Unlike oncologists who can take biopsies “to understand in a dish what’s happening, with psychiatric disorders, we cannot go in and take a biopsy of the brain,” Pizzagalli said.
So clinicians are often required to use what some have described as “brute force” methods guided by limited data and patient self-reporting.
That reality is behind the $22 billion the National Institutes of Health has spent on depression research over the past 20 years.
Despite this massive investment, only one in three patients substantially responds to currently available medication or psychotherapy treatments for depression.
It is also the purpose behind Wellcome Leap, a trial to understand the mechanisms behind anhedonia, the reduced ability to experience pleasure.

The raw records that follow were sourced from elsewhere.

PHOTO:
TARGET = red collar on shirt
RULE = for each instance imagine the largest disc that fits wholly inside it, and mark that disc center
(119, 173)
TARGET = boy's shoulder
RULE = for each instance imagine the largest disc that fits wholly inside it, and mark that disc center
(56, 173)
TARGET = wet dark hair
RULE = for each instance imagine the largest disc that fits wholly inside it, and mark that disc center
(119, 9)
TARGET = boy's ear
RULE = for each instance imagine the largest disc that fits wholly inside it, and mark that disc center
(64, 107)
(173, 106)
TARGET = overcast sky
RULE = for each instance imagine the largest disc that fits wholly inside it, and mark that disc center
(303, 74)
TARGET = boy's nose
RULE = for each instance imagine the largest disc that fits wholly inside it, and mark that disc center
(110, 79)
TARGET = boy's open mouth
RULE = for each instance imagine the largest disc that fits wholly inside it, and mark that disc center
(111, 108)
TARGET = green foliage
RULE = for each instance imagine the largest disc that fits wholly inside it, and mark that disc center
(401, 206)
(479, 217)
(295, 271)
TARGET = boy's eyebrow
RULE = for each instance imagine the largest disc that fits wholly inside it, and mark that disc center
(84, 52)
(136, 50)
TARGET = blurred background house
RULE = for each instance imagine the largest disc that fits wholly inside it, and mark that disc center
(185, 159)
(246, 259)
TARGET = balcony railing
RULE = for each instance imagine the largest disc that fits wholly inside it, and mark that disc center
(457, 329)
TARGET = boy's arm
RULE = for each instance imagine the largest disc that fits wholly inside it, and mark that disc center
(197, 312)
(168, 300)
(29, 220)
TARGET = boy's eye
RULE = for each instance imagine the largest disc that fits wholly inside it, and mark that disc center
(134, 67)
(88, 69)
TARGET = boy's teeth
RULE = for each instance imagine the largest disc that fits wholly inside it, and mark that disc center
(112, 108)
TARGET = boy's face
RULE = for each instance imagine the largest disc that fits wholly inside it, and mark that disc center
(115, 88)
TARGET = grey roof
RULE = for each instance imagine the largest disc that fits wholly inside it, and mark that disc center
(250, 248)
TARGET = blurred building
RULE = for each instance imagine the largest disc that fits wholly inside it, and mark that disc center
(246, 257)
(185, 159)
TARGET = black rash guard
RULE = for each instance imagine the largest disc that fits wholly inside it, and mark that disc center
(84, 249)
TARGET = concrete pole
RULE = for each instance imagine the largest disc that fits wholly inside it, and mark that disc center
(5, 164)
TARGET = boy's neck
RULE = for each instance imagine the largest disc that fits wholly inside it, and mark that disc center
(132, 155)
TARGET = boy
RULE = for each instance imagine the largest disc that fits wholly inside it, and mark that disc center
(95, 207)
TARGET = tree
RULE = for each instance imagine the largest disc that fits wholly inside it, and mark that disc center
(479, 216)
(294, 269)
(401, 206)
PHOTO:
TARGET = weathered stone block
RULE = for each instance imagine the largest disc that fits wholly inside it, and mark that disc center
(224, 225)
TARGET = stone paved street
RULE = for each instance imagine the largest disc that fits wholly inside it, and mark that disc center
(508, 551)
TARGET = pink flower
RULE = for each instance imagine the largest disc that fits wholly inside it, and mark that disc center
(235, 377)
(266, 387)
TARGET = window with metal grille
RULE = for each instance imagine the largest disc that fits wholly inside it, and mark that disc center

“The treatment for depression is trial and error,” Pizzagalli said. Two widely prescribed drugs are Zoloft and Wellbutrin, which act on different neurochemical pathways in the brain.
Patients are often on Zoloft for 4-6 weeks, and data show only 50-55% of patients with depression will do very well on the drug. If Zoloft doesn’t work, they might be shifted to Wellbutrin.
In earlier studies led by Pizzagalli, using “big data” techniques, researchers were able to identify sets of markers that were truly specific for either drug.
The goal of the new Wellcome Leap trial, he said, is to “use these biomarkers to prospectively decide how to treat patients.”
“Basically, what we’re trying to do is to ensure that people get better at a higher rate and actually faster.”
The Wellcome Leap trial will recruit individuals with depression and perform MRIs and other behavioral testing. Using an algorithm developed for the trial, the results will be analyzed to determine which medication an individual is most likely to respond to favorably.
As with any clinical trial, participants will be assigned to an intended or non-intended treatment, in effect, a placebo.
“The goal is to show that individuals assigned to their ‘intended medications’ will do remarkably better,” he said.
“We need to show a benefit, because after all these years of digging into the neurobiology of depression to try to find potential details of response, we think we have them now. If so, we want to implement them.”
While he hopes hard data will make prescribing a drug to treat depression as easy as outlining a course of cancer treatment, Pizzagalli said there are also “critical, you might say intangible, issues.”
“With every unsuccessful treatment, people lose hope. Or they might believe that ‘it’s just me; for some reason I’m not able to overcome this disease.’ That’s also dangerous, because these people might not continue to engage in treatment. And this obviously compounds the issue.”